By showing the accuracy of each algorithm, we can have an idea on how well they can predict the fed data. Each algorithm will have 70% train data and 30% test data. I will be using these:
- Linear Regression
- Logistic Regression
- SVM
- Decision Tree with AdaBoost
- Random Forests
Project.ipynb shows the code and exact results. There are also figures that are helpful in visualizing the data.
- As expected, Linear Regression performed poorly since most of our data are not really correlated with each other.
- It is interesting to see that SVR performed better (22%) than others (6%)
- The accuracy that we got is very low. Therefore, we cannot use Linear Regression (22% highest accuracy).
- I expected Logistic Regression to have better results than linear regression since our dataset is categorical in nature. (Bronx, Brooklyn, Manhattan, Queens)
- Without scaling, the algorithm actually gives correct prediction 67% of the time. Although it is recommended to use StandardScaler() for Logistic Regression.
- For SVM, I used three kernels: linear (80%), RBF (79%), and Sigmoid (20%)
- I expected SVM to also do well since we can use the correct kernel and adjust the parameters (gamma) to get better results.
- AdaBoosting had a score of 74% which is better than I expected. The algorithm does not learn the data completely (25% error)
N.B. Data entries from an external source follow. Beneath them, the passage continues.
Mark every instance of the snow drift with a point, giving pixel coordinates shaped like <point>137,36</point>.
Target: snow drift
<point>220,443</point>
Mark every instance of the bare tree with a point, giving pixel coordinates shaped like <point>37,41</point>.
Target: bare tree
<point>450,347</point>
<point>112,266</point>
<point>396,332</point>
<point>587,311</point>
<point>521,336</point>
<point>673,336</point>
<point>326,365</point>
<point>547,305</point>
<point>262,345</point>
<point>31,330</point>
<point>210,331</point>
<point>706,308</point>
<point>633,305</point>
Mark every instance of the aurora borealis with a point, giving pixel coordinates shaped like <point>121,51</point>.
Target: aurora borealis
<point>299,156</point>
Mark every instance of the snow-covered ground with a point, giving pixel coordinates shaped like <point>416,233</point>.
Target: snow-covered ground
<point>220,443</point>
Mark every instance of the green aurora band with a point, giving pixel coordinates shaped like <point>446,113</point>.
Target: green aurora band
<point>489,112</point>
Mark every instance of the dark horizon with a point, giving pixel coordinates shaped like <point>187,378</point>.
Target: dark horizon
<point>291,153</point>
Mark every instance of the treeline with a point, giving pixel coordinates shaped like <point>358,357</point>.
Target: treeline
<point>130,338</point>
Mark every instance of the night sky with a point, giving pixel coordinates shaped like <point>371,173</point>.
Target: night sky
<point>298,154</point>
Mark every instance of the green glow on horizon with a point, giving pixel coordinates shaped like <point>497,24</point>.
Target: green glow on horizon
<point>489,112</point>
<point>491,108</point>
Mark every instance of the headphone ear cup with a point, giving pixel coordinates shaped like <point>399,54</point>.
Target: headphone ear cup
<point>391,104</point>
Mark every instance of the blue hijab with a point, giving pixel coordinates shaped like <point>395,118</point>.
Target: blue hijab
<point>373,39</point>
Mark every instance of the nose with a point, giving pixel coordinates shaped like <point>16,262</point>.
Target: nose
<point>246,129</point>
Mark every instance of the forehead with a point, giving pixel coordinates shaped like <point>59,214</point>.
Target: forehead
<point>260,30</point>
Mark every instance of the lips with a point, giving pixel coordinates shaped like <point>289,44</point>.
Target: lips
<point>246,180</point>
- Without AdaBoosting, Decision Trees performed 73%
- The way Random Forests work is very similar to decision trees. However, I expected it to be a little better since DT tend to over fit. Random forests prevents overfitting by combining series of subsets with DT.
- However, we adjusted our data beforehand and it’s not overfitting. Therefore it showed similar score of 74%
- In addition to ML, I learned a lot of things about Data Science and importance of having the right data. Without the right data, our Machine Learning algorithms will yield bad results or worse, it won’t even be applied. I understand now what my mentor from an internship told me: “Data is hard to find. We would pay a good amount of money to get useful data.”
- I also learned that applying Scikit Learn basic Machine Learning algorithms is not tedious after optimizing your data.